Talk:Mid-24th century BCE climate anomaly

Latest comment: 2 years ago by Buidhe in topic Requested move 9 January 2022

Recent redirect edit

This article has been redirected to Umm_al_Binni_lake#Climate_change_and_impact_effects. However, the redirect is to a different topic, a possible event in 2200 BC at Umm al Binni lake. The lake is mentioned in 2350 article, but only as a possible location. The main source known to me Why we shouldn’t ignore the mid-24th century BC when discussing the 2200-2000 BC climate anomaly by Baillie and McAneney does not even mention Umm al Binni and is mainly about evidence from Irish tree rings. Redirecting to an article on a subject which is only tangentially related is unhelpful to the reader, so I will revert. I agree that the article is not notable as it stands so one alternative is to start an afd. A second is to find a section of a relevant article to redirect to. A third alternative is for someone with good access to sources to improve the article - assuming that such sources exist and I agree that the Baillie paper is insufficient. In this case, the article would need a name change as the evidence is not for a specifically Middle Eastern anomaly. Dudley Miles (talk) 16:12, 1 January 2022 (UTC)Reply

Corrected citation and added URL to PDF of paper in NASA Astrophysics Data System edit

I corrected citation and added URL to PDF of paper in NASA Astrophysics Data System. The title that I replaced came from a 1997 abstract:

Courty, M.-A., 1997. Causes And Effects Of The 2350 BC Middle East Anomaly Evidenced By Micro-debris Fallout, Surface Combustion And Soil Explosion Presented at the SIS Conference: Natural Catastrophes during Bronze Age Civilisations (11th-13th July 1997) (abstract)

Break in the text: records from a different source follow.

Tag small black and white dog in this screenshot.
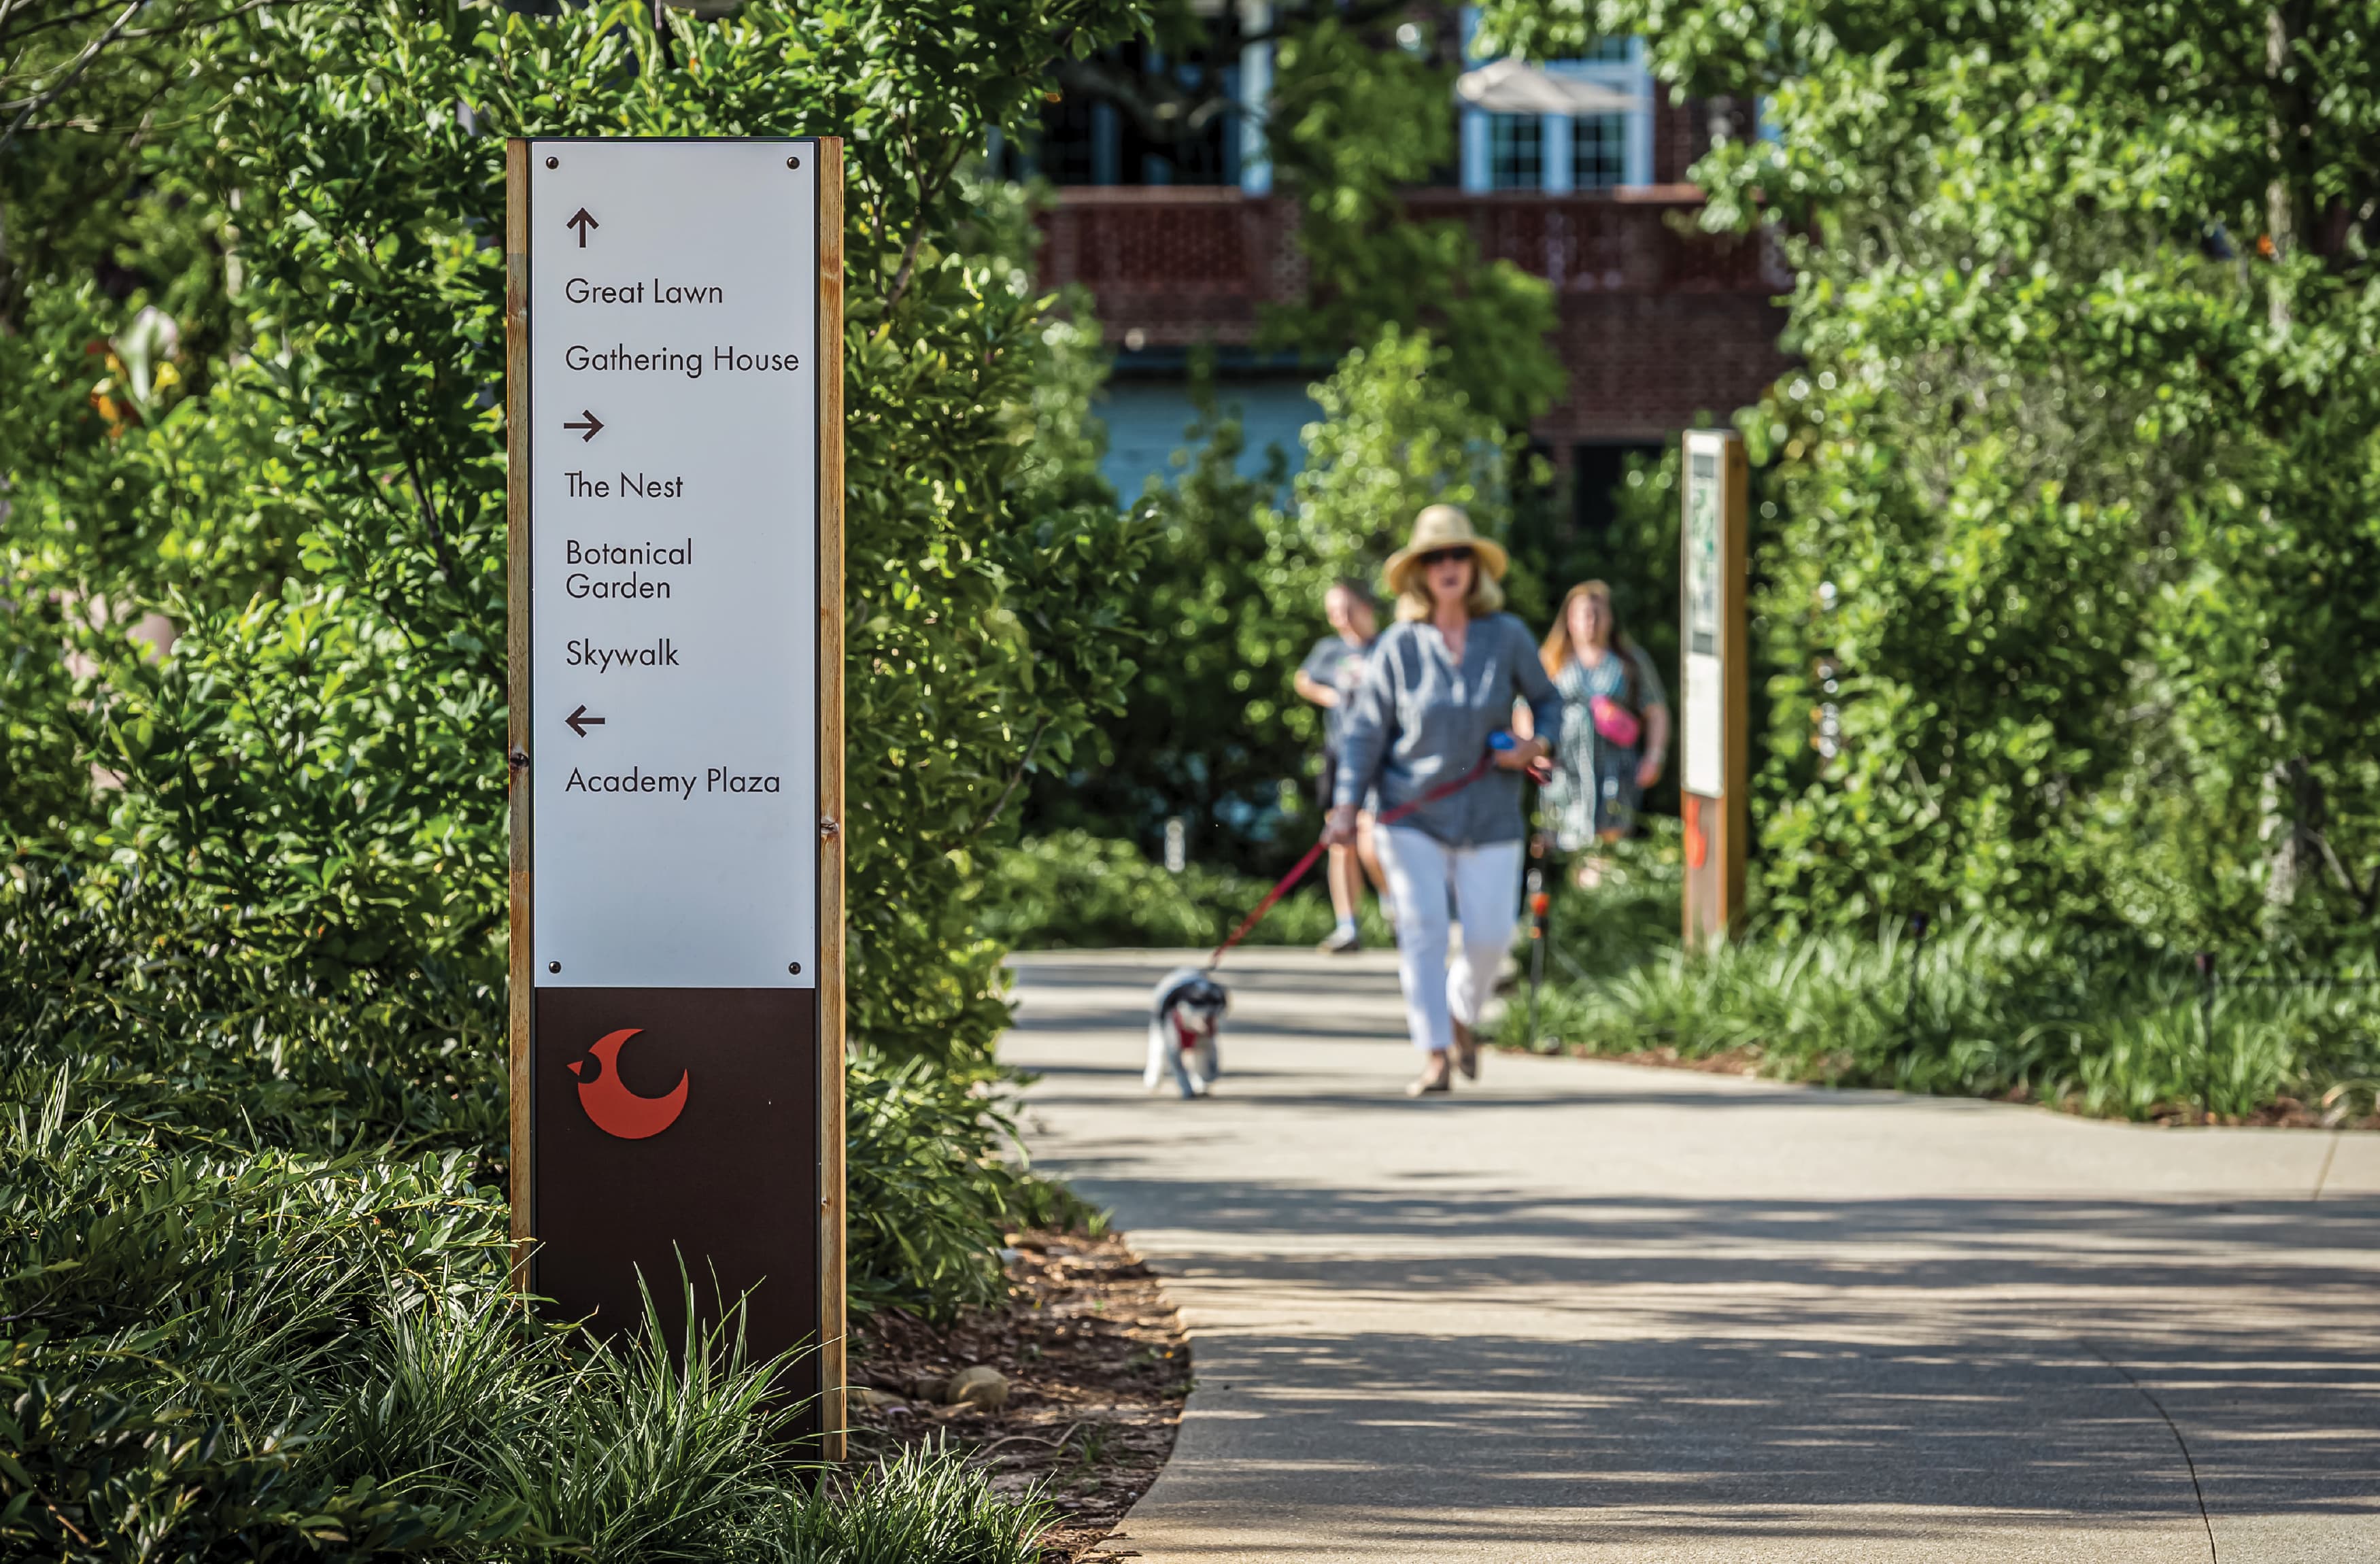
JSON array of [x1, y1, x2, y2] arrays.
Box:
[[1144, 968, 1229, 1098]]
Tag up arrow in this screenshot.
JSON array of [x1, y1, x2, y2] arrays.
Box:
[[565, 207, 599, 248]]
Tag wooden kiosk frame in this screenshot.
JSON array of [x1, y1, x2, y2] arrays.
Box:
[[503, 138, 847, 1455]]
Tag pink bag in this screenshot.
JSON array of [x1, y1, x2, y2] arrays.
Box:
[[1588, 694, 1642, 749]]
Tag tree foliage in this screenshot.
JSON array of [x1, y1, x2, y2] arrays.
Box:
[[1, 9, 1146, 1541], [1263, 324, 1542, 626], [1482, 0, 2380, 952], [1024, 325, 1530, 868], [1, 0, 1153, 1062], [1019, 383, 1294, 857], [1006, 0, 1565, 427], [1262, 11, 1566, 430]]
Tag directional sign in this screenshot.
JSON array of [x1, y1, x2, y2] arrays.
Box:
[[1678, 428, 1746, 950], [506, 137, 847, 1454]]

The correct citation to the paper in the article is:

Courty M.-A. 1998b. The soil record of an exceptional event at 4000 BP in the Middle East. In: Peiser BJ, Palmer T, Bailey ME (eds) Natural catastrophes during Bronze Age civilizations: archaeological, geological, astronomical, and cultural perspectives. BAR International Series 728, Archaeopress, Oxford, pp 93–108. Paul H. (talk) 20:16, 1 January 2022 (UTC)Reply

Requested move 9 January 2022 edit

The following is a closed discussion of a requested move. Please do not modify it. Subsequent comments should be made in a new section on the talk page. Editors desiring to contest the closing decision should consider a move review after discussing it on the closer's talk page. No further edits should be made to this discussion.

The result of the move request was: Moved (non-admin closure) (t · c) buidhe 16:33, 16 January 2022 (UTC)Reply



2350 BC Middle East AnomalyMid-24th century BCE climate anomaly – See discussion at Wikipedia:Articles for deletion/2350 BC Middle East Anomaly Dudley Miles (talk) 15:50, 9 January 2022 (UTC)Reply

  • Support: the events appear to have impacted areas outside the Middle East and fall within a decade-long range, so the proposed title appears preferable. Praemonitus (talk) 02:13, 13 January 2022 (UTC)Reply
The discussion above is closed. Please do not modify it. Subsequent comments should be made on the appropriate discussion page. No further edits should be made to this discussion.